Berdasarkan uraian perbedaan pendapat di atas dan perbedaan realita di lapangan dengan keadaan yang seharusnya terjadi, maka peneliti ingin
membuktikan kembali dengan melihat apakah ada perbedaan tingkat prokrastinasi akademik pada mahasiswa laki-laki dan perempuan dalam
pengaruh budaya patriarki. Peneliti beranggapan bahwa dalam masyarakat patriarki akan terdapat perbedaan tingkat prokrastinasi akademik pada
mahasiswa laki-laki dan perempuan. Peneliti berasumsi bahwa mahasiswa perempuan akan memiliki tingkat prokrastinasi yang tinggi karena memiliki
tuntutan akademik yang rendah karena nantinya tidak memiliki tuntutan yang tinggi sebagai pencari nafkah utama.
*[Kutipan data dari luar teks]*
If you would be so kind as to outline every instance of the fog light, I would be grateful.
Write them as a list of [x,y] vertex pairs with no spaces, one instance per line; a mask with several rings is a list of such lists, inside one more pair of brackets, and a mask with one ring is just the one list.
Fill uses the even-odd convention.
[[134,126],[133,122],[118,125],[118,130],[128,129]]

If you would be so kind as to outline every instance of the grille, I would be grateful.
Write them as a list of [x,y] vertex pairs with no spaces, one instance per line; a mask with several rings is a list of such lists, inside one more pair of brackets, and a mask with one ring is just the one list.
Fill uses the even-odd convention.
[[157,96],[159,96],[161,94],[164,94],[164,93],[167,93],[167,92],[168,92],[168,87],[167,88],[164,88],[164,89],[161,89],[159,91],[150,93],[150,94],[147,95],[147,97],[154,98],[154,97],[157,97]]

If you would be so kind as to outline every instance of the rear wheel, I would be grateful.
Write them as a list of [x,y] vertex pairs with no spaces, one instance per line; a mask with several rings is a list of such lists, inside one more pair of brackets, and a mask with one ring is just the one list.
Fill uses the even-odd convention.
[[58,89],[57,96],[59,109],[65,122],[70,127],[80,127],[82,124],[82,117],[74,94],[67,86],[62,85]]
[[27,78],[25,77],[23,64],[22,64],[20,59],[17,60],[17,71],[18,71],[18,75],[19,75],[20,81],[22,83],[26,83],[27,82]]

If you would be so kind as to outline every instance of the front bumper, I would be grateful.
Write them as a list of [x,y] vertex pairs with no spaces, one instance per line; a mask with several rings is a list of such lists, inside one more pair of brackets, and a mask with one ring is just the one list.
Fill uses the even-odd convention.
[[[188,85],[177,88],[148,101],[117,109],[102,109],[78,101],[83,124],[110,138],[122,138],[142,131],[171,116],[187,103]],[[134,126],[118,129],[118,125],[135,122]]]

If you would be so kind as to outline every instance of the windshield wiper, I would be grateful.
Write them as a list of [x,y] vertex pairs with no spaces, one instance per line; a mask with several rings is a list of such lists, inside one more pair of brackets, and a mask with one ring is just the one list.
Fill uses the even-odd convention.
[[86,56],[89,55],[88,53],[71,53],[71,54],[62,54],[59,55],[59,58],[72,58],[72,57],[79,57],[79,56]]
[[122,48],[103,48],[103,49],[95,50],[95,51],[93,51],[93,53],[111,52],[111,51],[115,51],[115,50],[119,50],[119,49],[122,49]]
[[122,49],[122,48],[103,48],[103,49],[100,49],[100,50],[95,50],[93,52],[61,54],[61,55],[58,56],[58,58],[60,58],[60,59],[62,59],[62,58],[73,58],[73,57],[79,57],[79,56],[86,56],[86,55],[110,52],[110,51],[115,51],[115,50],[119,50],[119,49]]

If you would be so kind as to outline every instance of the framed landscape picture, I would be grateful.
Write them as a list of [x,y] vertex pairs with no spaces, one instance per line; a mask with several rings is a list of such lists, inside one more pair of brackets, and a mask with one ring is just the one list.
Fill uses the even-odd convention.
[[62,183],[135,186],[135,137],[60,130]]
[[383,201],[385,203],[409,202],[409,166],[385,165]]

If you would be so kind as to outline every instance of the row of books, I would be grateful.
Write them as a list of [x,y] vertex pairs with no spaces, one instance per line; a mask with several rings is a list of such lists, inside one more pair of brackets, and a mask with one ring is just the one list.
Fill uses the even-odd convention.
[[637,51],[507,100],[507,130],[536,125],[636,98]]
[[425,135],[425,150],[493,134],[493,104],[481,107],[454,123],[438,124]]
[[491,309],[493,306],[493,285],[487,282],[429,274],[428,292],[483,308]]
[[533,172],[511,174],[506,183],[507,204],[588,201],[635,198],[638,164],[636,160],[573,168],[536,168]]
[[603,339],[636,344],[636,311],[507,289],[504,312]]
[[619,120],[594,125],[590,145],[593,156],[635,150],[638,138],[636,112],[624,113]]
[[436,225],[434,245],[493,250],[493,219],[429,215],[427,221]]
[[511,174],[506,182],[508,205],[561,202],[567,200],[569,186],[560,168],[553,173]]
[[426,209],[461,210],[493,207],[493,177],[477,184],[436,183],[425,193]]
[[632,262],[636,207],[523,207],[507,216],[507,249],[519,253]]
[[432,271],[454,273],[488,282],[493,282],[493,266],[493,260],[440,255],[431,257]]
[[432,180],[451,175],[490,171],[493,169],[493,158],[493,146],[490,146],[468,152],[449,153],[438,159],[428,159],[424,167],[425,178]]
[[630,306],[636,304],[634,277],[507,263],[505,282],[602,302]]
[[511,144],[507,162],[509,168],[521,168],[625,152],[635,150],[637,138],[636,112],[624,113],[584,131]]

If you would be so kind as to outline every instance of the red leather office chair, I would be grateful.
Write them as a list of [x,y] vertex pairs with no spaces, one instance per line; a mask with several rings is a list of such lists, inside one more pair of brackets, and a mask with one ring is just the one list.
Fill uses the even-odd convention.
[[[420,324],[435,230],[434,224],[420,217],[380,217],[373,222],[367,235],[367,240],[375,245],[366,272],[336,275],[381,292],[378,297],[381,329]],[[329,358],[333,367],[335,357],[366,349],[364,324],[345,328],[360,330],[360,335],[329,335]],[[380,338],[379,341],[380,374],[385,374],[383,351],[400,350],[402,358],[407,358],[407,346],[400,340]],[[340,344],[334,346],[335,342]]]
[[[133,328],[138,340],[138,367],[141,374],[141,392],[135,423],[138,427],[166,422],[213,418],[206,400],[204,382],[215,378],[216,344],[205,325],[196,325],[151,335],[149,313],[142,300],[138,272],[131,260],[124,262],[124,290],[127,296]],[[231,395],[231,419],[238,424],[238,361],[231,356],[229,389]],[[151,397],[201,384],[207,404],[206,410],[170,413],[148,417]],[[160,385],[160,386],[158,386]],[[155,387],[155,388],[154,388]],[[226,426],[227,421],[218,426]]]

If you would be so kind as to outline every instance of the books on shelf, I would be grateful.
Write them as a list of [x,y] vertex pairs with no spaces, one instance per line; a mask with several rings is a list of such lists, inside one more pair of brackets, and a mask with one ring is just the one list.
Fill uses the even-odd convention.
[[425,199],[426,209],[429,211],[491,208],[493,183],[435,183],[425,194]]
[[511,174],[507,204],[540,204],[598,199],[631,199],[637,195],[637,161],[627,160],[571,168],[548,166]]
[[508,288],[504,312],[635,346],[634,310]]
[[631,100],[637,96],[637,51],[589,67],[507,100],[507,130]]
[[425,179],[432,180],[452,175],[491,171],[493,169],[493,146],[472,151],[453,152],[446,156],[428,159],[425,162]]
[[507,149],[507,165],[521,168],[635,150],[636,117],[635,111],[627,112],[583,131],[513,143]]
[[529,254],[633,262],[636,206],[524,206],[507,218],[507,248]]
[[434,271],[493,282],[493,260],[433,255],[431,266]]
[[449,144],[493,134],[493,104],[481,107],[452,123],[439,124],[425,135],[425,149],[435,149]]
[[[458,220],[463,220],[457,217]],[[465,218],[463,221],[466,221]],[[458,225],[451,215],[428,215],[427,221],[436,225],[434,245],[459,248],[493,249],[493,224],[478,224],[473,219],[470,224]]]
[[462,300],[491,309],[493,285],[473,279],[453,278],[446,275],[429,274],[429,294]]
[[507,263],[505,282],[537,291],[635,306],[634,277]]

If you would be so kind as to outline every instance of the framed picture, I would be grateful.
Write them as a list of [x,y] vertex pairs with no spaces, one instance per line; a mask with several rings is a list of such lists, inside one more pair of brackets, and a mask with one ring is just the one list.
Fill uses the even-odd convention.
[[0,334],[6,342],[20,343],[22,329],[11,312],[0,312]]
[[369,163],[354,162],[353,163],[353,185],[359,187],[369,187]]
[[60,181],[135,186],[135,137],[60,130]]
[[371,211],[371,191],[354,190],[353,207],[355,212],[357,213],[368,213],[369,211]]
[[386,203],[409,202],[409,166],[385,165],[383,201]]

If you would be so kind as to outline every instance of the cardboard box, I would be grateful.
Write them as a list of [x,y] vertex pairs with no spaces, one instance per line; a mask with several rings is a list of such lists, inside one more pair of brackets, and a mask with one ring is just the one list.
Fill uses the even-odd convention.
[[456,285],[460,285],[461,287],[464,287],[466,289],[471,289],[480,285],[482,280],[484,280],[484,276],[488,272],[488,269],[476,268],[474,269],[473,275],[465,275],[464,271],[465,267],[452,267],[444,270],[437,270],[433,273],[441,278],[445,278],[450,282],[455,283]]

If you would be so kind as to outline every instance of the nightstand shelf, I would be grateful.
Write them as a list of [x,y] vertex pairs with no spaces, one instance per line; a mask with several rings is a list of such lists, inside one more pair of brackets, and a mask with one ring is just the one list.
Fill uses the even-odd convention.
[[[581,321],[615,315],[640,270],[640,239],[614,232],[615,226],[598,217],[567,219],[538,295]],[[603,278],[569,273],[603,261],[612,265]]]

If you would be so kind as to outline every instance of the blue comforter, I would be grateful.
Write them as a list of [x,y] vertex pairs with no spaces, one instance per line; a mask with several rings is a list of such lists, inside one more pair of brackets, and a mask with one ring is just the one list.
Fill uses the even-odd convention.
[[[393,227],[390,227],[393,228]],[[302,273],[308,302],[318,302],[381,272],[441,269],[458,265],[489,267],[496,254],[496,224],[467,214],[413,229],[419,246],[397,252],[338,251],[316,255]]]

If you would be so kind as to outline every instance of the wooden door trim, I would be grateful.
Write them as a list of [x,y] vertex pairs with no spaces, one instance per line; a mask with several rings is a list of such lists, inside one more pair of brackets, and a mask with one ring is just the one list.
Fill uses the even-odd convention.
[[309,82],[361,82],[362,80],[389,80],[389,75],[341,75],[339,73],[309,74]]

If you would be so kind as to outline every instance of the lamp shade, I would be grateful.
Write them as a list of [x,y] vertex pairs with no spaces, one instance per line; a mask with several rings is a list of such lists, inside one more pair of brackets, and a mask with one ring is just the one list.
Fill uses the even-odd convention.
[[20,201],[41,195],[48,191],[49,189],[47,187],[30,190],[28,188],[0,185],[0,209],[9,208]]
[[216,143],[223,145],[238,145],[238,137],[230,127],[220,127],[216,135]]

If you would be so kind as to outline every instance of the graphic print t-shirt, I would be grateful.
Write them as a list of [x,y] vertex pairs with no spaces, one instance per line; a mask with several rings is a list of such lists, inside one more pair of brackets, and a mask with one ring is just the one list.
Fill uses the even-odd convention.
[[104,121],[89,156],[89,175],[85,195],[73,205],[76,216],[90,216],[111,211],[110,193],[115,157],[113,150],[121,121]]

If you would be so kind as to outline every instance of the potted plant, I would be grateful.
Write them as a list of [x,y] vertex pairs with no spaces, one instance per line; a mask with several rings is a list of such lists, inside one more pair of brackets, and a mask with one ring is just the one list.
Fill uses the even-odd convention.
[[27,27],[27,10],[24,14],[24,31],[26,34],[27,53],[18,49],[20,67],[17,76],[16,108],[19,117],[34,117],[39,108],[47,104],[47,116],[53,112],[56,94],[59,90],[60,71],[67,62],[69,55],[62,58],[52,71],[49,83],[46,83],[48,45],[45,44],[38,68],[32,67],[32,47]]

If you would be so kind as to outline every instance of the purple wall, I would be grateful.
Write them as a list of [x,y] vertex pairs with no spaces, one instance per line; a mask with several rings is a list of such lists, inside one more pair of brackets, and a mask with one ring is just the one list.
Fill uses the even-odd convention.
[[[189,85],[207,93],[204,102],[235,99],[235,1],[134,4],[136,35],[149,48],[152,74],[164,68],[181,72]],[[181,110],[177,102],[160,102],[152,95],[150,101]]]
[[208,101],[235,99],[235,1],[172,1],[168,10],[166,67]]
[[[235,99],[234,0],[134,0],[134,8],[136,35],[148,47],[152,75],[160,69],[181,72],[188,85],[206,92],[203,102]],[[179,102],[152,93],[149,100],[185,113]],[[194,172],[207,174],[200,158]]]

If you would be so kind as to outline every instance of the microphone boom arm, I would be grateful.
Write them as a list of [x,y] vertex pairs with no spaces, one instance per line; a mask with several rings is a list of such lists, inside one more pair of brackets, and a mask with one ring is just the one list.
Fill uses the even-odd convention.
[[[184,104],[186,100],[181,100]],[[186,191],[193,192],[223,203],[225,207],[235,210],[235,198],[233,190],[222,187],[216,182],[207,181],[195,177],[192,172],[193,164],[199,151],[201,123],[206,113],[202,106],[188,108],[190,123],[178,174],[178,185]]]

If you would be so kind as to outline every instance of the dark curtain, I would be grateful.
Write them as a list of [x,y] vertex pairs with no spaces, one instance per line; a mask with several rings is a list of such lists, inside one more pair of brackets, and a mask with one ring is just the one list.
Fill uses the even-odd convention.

Sedangkan mahasiswa laki-laki akan
memiliki tingkat prokrastinasi yang lebih rendah dibandingkan dengan mahasiswa perempuan. Hal ini disebabkan karena kaum laki-laki memiliki
pemikiran bahwa untuk mengejar tujuannya dalam hal berkarier dan menafkahi keluarga nanti, diperlukan latar belakang pendidikan atau prestasi
10
akademik yang baik agar mampu bersaing dalam mencari pekerjaan untuk kedepannya nanti.